The area of the curve between the intersection points on the 10°C threshold line and the top of the curve can be seen as a measure of warmth and named the ‘heat-sum’ and expressed in ‘degree-days’. In this study each degree Celsius of temperature above the threshold temperature of 10°C. This area can be calculated after the method described in Bink & Bik (2009).
In figure 14-1 the curve represents a climate with an average July-temperature of 18°C (the top of the curve) and the average yearly temperature of 6°C (the horizontal dotted line). The amplitude is 12 (18 minus 6) and this indicates that it represents a continental climate. The calculated heat-sum is 728°d and the climate window 143 days.

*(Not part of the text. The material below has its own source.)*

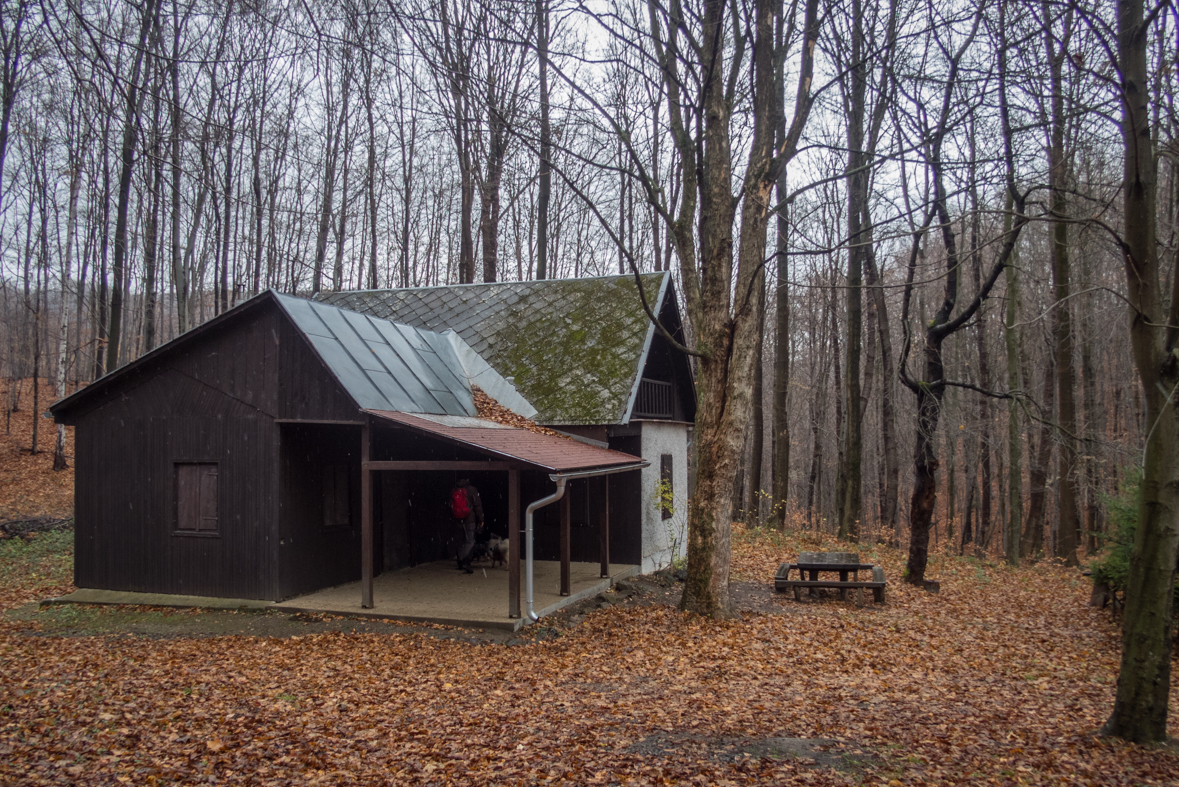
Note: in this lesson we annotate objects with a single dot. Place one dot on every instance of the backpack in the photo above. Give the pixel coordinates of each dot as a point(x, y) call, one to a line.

In this type of climate the growing season is little more than 20 weeks.

Figure 14-1. Scheme of a climate diagram

Gen_Fig14-1

Climate matrix
A climate matrix can be composed with July-temperature along the y-axis and the amplitude along the x-axis. The heat-sum and length of the climate window has been calculated and filled in for every combination. In appendix 5, 6 these matrices are recorded in detail and appendix 7 presents the rounded off figures.

Examples
Data from the Dutch meteorological institute K.N.M.I. at the Bilt over the period 1976-2006:

Yearly average 10.0°C
July average 17.7°C
amplitude 17.7 – 10.0 = 7.7
Calculated heat-sum 899 °d
Calculated climate window 184 days

In a climate diagram the point at which the average July temperature occurs is at day 197 and the climate window will begin at day 105 (15th of April) and will end at day 289 (15th of October).
In the case of another threshold temperature instead of 10°C being chosen, for example 7°C, a temperature that better represents the growing activity in a habitat of herbs and grasses, the climate window will be 232 days and starts on 22nd of March and ends on 9th of November.
In the same way the climate windows and heat-sums of the capitals of the Benelux can be calculated, see table 14-1 for results.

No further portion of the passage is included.